This is a story about how to get a hack solution to work around an Apache Kafka bug when its upgrade is blocked by the Java version and the official solution is not available.
The call of the KafkaConsumer#poll
method may be blocked forever despite having a timeout parameter since that timeout only applies to the ConsumerNetworkClient#poll
method and not the ConsumerCoordinator#poll
method. It may trap in a loop inside the ConsumerCoordinator#poll
method forever.
The official team of Kafka has provided a solution to this issue. The key change is as follows:
diff --git a/clients/src/main/java/org/apache/kafka/clients/consumer/internals/AbstractCoordinator.java b/clients/src/main/java/org/apache/kafka/clients/consumer/internals/AbstractCoordinator.java
index 2daadddee6..53834fb81d 100644
--- a/clients/src/main/java/org/apache/kafka/clients/consumer/internals/AbstractCoordinator.java
+++ b/clients/src/main/java/org/apache/kafka/clients/consumer/internals/AbstractCoordinator.java
@@ -198,46 +214,44 @@ public abstract class AbstractCoordinator implements Closeable {
ByteBuffer memberAssignment);
/**
- * Block until the coordinator for this group is known and is ready to receive requests.
- */
- public synchronized void ensureCoordinatorReady() {
- // Using zero as current time since timeout is effectively infinite
- ensureCoordinatorReady(0, Long.MAX_VALUE);
- }
-
- /**
+ * Visible for testing.
+ *
* Ensure that the coordinator is ready to receive requests.

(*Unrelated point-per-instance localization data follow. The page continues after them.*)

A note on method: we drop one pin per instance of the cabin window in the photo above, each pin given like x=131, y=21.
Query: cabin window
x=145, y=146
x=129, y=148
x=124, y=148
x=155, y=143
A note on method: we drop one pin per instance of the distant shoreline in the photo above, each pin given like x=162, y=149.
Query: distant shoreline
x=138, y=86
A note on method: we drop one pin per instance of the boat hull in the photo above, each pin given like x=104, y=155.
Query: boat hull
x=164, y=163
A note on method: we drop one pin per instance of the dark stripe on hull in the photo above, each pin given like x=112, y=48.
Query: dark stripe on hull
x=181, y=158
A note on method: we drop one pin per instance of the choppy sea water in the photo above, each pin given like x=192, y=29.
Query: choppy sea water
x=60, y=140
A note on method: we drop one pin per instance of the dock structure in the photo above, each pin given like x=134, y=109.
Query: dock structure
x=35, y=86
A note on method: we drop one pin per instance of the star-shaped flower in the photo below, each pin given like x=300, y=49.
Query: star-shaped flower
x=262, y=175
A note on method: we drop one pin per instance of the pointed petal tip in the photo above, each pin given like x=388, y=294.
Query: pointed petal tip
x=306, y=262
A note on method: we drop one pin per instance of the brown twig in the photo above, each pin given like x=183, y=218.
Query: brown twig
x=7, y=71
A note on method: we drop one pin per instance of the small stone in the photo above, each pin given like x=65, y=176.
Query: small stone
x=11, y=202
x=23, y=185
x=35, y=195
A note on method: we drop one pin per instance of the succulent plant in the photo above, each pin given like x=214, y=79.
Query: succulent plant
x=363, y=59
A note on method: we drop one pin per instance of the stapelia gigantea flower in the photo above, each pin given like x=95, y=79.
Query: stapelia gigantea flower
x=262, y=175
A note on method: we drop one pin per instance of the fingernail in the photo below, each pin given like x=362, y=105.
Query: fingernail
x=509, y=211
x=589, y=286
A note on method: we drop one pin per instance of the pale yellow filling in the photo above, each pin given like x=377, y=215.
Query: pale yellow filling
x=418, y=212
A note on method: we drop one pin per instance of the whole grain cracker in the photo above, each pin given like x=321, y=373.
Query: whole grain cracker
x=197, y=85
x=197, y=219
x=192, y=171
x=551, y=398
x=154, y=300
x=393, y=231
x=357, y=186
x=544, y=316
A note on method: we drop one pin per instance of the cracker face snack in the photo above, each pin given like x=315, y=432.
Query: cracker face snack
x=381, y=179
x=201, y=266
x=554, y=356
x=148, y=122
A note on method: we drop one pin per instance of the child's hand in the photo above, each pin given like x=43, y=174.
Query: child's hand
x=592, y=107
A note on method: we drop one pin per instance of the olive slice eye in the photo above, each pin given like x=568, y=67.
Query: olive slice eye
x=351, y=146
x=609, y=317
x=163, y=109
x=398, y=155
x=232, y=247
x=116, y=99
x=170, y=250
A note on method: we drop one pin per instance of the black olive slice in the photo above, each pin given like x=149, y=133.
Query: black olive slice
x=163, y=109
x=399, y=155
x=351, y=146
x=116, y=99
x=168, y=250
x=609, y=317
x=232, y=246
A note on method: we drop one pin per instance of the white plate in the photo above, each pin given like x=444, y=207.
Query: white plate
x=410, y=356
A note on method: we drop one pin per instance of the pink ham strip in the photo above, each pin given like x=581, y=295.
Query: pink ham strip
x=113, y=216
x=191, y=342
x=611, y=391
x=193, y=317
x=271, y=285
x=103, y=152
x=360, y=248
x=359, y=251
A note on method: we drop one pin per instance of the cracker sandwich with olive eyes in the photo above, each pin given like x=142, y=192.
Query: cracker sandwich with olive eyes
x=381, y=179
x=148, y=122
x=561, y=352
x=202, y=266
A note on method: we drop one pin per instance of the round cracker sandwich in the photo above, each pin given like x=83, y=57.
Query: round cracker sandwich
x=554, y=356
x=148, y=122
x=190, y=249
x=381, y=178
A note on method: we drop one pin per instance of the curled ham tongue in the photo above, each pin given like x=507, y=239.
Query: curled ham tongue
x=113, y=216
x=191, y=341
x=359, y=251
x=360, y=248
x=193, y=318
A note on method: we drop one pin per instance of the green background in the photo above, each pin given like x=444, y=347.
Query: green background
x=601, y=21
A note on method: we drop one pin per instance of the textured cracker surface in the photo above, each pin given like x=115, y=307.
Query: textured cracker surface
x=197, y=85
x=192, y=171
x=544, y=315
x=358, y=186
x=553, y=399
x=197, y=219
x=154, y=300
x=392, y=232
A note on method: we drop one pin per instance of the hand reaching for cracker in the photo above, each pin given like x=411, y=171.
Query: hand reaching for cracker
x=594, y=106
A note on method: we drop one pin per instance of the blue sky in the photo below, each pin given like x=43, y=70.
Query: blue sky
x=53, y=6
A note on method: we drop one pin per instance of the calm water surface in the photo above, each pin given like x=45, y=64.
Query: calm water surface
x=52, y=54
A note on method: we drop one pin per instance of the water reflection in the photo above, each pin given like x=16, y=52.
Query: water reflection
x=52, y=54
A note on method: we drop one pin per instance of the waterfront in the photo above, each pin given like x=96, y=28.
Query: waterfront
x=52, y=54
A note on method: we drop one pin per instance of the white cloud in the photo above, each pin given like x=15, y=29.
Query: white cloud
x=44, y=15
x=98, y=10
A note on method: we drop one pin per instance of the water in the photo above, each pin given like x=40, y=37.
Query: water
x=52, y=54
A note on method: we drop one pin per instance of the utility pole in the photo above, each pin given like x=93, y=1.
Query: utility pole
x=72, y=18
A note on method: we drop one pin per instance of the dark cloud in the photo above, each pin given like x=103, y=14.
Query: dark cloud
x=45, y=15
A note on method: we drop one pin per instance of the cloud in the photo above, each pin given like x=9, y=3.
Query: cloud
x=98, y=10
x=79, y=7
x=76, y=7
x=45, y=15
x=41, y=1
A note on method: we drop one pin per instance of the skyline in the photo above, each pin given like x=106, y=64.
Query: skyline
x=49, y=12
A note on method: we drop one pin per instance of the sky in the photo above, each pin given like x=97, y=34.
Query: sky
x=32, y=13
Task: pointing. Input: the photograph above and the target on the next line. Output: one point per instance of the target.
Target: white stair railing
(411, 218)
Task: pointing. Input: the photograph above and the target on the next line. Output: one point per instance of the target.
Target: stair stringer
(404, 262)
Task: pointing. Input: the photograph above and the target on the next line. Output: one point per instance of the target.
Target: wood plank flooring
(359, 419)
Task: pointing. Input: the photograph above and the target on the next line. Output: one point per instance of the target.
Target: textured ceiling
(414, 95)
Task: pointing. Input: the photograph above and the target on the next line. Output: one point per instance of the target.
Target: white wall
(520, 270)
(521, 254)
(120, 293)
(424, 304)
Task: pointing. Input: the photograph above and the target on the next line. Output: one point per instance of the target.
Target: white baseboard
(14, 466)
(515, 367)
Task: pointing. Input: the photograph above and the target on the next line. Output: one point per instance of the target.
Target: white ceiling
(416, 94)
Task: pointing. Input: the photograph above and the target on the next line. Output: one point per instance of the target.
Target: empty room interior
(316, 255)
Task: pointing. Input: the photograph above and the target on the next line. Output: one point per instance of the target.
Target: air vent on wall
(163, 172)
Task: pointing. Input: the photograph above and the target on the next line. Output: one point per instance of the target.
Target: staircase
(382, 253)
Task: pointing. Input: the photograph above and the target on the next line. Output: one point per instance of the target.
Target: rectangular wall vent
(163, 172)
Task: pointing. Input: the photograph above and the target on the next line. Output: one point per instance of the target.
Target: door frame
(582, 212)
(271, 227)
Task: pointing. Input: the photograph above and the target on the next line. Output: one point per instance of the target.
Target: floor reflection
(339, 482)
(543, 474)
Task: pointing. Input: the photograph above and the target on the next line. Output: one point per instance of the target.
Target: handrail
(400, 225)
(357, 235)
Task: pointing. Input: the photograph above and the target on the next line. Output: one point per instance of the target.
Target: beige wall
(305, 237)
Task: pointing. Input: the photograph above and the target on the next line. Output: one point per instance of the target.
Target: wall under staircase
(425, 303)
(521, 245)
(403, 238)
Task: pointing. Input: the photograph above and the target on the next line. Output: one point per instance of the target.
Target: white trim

- * @param startTimeMs Current time in milliseconds
+ *
* @param timeoutMs Maximum time to wait to discover the coordinator
* @return true If coordinator discovery and initial connection succeeded, false otherwise
*/
- protected synchronized boolean ensureCoordinatorReady(long startTimeMs, long timeoutMs) {
- long remainingMs = timeoutMs;
+ protected synchronized boolean ensureCoordinatorReady(final long timeoutMs) {
+ final long startTimeMs = time.milliseconds();
+ long elapsedTime = 0L;
while (coordinatorUnknown()) {
- RequestFuture<Void> future = lookupCoordinator();
- client.poll(future, remainingMs);
+ final RequestFuture<Void> future = lookupCoordinator();
+ client.poll(future, remainingTimeAtLeastZero(timeoutMs, elapsedTime));
+ if (!future.isDone()) {
+ // ran out of time
+ break;
+ }
if (future.failed()) {
if (future.isRetriable()) {
- remainingMs = timeoutMs - (time.milliseconds() - startTimeMs);
- if (remainingMs <= 0)
- break;
+ elapsedTime = time.milliseconds() - startTimeMs;
+
+ if (elapsedTime >= timeoutMs) break;
log.debug("Coordinator discovery failed, refreshing metadata");
- client.awaitMetadataUpdate(remainingMs);
+ client.awaitMetadataUpdate(remainingTimeAtLeastZero(timeoutMs, elapsedTime));
+ elapsedTime = time.milliseconds() - startTimeMs;
} else
throw future.exception();
- } else if (coordinator != null && client.connectionFailed(coordinator)) {
+ } else if (coordinator != null && client.isUnavailable(coordinator)) {
// we found the coordinator, but the connection has failed, so mark
// it dead and backoff before retrying discovery
markCoordinatorUnknown();
- time.sleep(retryBackoffMs);
+ final long sleepTime = Math.min(retryBackoffMs, remainingTimeAtLeastZero(timeoutMs, elapsedTime));
+ time.sleep(sleepTime);
+ elapsedTime += sleepTime;
}
-
- remainingMs = timeoutMs - (time.milliseconds() - startTimeMs);
- if (remainingMs <= 0)
- break;
}
return !coordinatorUnknown();
We could not bring in the official solution because of the following reasons:
We have to come up with a hack solution to work around the blocker. The hack solution is as follows:
The major call is wrapped with a Java Future
to ensure the timeout, usually a poll should be finised in 100 ms, if not, when the 60_000 ms (1 min) limit exceeded, the poll will exit.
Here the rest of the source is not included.